Il haussa les sourcils.
— Une expédition ?
Sophie rit, embarrassée sans aucune raison. Cela s’était déroulé voilà très longtemps, quand elle n’était qu’une enfant.
— En été, dans notre maison de vacances... ma mère avait l’habitude d’organiser des pique-niques où elle invitait ses amies les plus proches. Et puisqu’aucune d’entre elles n’avait de fille de mon âge, je jouais généralement seule. Mais un jour, les garçons m’ont demandé de les accompagner dans leur expédition. J’étais folle de joie quand j’ai fait ma première découverte ! Une dent de requin !
Ce souvenir lui tira un léger rire.
— En fait, je ne suis pas certaine qu’il s’agissait d’une dent de requin, mais cela y ressemblait certainement.
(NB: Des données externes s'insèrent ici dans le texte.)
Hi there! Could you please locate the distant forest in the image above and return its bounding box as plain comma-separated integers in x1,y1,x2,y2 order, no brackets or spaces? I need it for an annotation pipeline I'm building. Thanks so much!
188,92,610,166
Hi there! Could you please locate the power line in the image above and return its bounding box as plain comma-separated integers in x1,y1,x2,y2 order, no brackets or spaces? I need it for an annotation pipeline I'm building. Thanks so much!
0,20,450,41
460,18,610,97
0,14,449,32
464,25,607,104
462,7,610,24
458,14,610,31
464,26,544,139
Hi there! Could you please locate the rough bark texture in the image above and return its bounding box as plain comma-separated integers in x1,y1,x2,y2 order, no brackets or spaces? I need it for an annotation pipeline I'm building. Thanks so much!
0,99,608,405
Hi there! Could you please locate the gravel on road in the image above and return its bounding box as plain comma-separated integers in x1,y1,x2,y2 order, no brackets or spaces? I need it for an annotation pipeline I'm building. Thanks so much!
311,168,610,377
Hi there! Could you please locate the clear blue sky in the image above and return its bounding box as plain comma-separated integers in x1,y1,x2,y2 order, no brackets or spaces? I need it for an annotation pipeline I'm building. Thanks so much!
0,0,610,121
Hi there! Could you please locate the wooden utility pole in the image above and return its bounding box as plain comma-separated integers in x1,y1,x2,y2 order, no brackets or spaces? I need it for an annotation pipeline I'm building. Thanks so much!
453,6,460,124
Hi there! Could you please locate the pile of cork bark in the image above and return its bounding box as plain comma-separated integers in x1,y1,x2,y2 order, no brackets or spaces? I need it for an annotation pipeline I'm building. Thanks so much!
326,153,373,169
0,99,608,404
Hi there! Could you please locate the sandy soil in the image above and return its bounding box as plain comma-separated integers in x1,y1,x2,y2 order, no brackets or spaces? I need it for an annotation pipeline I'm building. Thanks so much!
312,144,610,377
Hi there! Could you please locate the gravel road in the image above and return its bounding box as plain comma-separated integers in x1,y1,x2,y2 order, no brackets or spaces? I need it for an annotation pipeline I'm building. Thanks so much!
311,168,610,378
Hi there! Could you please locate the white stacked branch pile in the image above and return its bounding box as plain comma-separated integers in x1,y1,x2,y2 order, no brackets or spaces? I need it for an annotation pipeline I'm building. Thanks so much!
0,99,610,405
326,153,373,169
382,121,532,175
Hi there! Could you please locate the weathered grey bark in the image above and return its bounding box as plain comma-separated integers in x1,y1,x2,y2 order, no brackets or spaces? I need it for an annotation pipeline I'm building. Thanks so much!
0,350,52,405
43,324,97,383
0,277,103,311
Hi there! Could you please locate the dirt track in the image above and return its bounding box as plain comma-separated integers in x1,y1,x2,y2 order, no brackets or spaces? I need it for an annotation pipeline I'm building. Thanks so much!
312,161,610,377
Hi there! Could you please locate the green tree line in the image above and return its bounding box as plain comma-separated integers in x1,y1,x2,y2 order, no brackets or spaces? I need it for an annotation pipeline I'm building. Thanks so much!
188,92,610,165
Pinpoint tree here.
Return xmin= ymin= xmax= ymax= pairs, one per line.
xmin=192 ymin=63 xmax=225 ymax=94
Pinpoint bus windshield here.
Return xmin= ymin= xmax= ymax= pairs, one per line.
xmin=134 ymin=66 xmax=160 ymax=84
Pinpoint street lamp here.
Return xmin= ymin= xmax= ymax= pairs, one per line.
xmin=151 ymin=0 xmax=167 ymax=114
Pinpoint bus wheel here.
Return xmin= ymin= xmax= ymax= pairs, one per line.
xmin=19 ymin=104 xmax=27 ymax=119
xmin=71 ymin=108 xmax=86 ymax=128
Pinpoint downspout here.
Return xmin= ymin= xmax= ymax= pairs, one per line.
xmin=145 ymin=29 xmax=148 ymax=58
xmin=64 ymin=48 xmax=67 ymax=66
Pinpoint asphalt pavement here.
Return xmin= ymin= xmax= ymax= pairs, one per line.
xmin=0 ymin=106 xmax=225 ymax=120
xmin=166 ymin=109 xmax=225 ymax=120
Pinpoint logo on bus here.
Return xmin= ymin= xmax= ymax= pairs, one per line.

Une partie de moi n’arrivait pas à concevoir que de féroces poissons aient pu un jour nager dans mon jardin. Mais les garçons ont juré qu’il s’agissait d’une dent de requin, et quelque part au fond de moi, j’ai voulu les croire.
Jack cligna des paupières en l’imaginant toute petite, courant à travers le parc de sa maison.
— Parfois, il faut oublier tout ce que vous savez et voir le monde avec des yeux nouveaux.
— Oui ! C’est ce que je pense également, renchérit Sophie. Parfois, toutes nos certitudes ne sont qu’illusions.
Elle parlait à présent de Harlan et de sa vie en général, mais il n’avait pas besoin de le savoir.
— Parfois, tout votre entourage vous dit que les choses sont d’une certaine manière, et vous essayez désespérément d’y croire, mais cela sonne faux dans le fond.
Elle se mordilla la lèvre inférieure, réfléchissant à cette vérité.
— Vous voyez ce que je veux dire ?
Les yeux de Jack pétillaient légèrement.
— Oui.
— Parfois, poursuivit Sophie, encouragée par l’attention qu’il lui portait, rien ne semble vrai jusqu’à ce qu’on oublie tout ce qu’on sait... pour suivre son cœur.
Il secoua la tête.
— Votre cœur va vous causer des problèmes, affirma Jack. Suivez plutôt votre instinct. Il ne ment jamais.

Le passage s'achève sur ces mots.